2. **Impact Investigator** — Uses Opus with Git history, codebase search, WebSearch, and Codex for risk analysis
   Prompt: "You are the Impact Investigator for bug: {issue}.

   Your job: Determine the full scope and impact of this bug, and gather context for the fix.
   Consult Codex for regression risk reasoning and fix safety analysis.

   Bug Report:
   {bug report from Phase 1}

   Tasks:
   1. Trace the bug's origin in git history:
      - git log / git bisect to find the introducing commit
      - What change caused this? Was it intentional?
   2. Assess blast radius:
      - What other code paths call the affected function?
      - What features/users are impacted?
      - Are there related bugs or similar patterns elsewhere?
   3. Research external context:
      - Is this a known issue in a dependency? (WebSearch)
      - Are there upstream fixes or workarounds?
      - Check issue trackers, changelogs, migration guides
   4. Evaluate regression risk:
      - What tests cover the affected area?
      - What could break if we change this code?
      - Are there downstream consumers to consider?

   How to research:
   - Use Git commands (git log, git blame, git bisect) for history
   - Use Grep/Glob for codebase impact analysis
   - Use WebSearch for external known issues:
     WebSearch: '{library} {error message} issue fix'

   ## Codex Risk Analysis Protocol (MANDATORY)

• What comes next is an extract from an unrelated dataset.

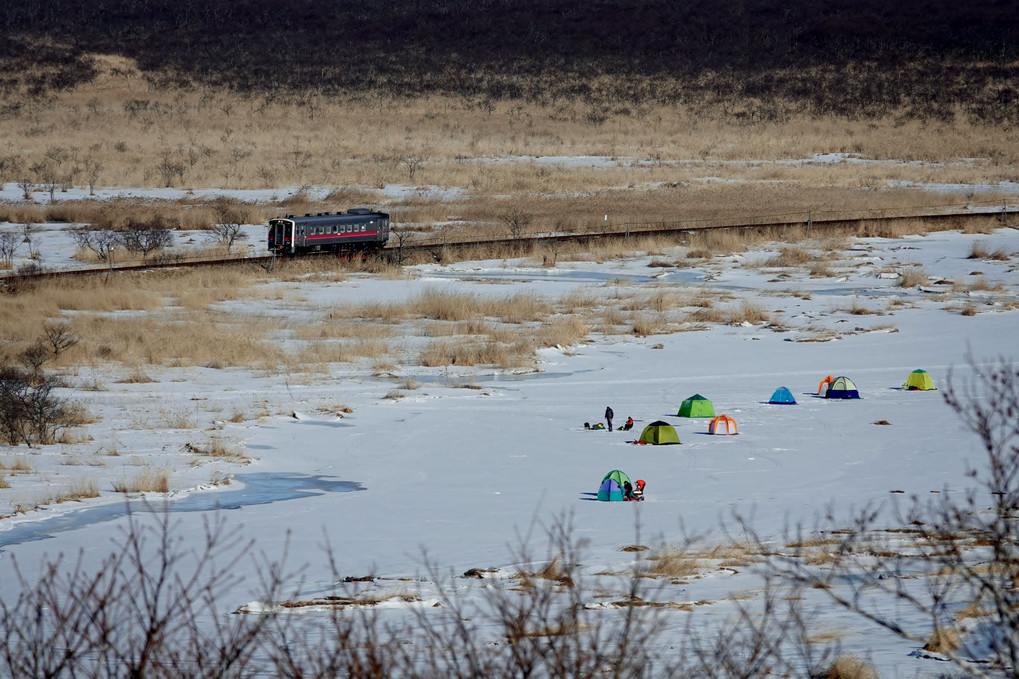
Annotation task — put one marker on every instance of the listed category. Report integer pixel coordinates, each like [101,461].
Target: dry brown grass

   You MUST consult Codex for regression risk reasoning and fix safety analysis.

   ### Regression Risk Reasoning
   Consult Codex to evaluate what could break if the proposed change is applied:
   codex exec --model "${CODEX_MODEL:-gpt-5.5}" --sandbox read-only '
   Objective: Evaluate regression risk if {proposed change} is applied to {file:line}.
   Context:
   - Current behavior: {description}
   - Proposed change: {description}
   - Callers of affected function: {list}
   - Existing test coverage: {description}
   Constraints:
   - Consider all callers and downstream consumers
   - Identify implicit contracts that may be violated
   - Assess backward compatibility impact
   Output format:
   ## Risk Assessment (HIGH / MEDIUM / LOW)
   ## Affected Code Paths
   ## Implicit Contracts at Risk
   ## Recommended Safeguards
   ' 2>/dev/null

   ### Fix Safety Analysis
   Consult Codex to verify the proposed fix does not introduce new issues:
   codex exec --model "${CODEX_MODEL:-gpt-5.5}" --sandbox read-only '
   Objective: Analyze whether the proposed fix introduces new issues or side effects.
   Context:
   - Root cause: {from Root Cause Analyst}
   - Proposed fix: {description}
   - Blast radius: {affected code paths}
   - Dependencies: {upstream/downstream}
   Constraints:
   - Check for new edge cases created by the fix
   - Verify thread safety if applicable
   - Check for performance implications
   Output format:
   ## Safety Assessment (SAFE / CAUTION / UNSAFE)
   ## New Issues Identified
   ## Side Effects
   ## Mitigation Recommendations
   ' 2>/dev/null

   Save findings to .claude/docs/research/troubleshoot-{issue}-impact.md

   Communicate with Root Cause Analyst teammate:
   - Share git history context that informs root cause
   - Share external findings (known issues, upstream fixes)
   - Request clarification on which code paths to investigate

   IMPORTANT — Work Log:
   When ALL your tasks are complete, write a work log file to:
     .claude/logs/agent-teams/{team-name}/impact-investigator.md

   Use this format:
   # Work Log: Impact Investigator
   ## Summary
   (1-2 sentence summary of impact assessment)
   ## Git History
   - Introducing commit: {hash} — {description}
   - Related commits: {list}
   ## Blast Radius
   - Affected code paths: {list}
   - Affected features/users: {list}
   ## External Research
   - {source}: {finding and relevance}
   ## Regression Risk
   - Existing test coverage: {description}
   - Risk areas: {what could break}
   ## Codex Risk Analysis
   - Regression risk assessment: {Codex's verdict and reasoning}
   - Fix safety assessment: {Codex's verdict and reasoning}
   ## Communication with Teammates
   - -> {recipient}: {summary of message sent}
   - <- {sender}: {summary of message received}
   ## Issues Encountered
   - {issue}: {how it was resolved}
   (If none, write 'None')
   "

Wait for both teammates to complete their tasks.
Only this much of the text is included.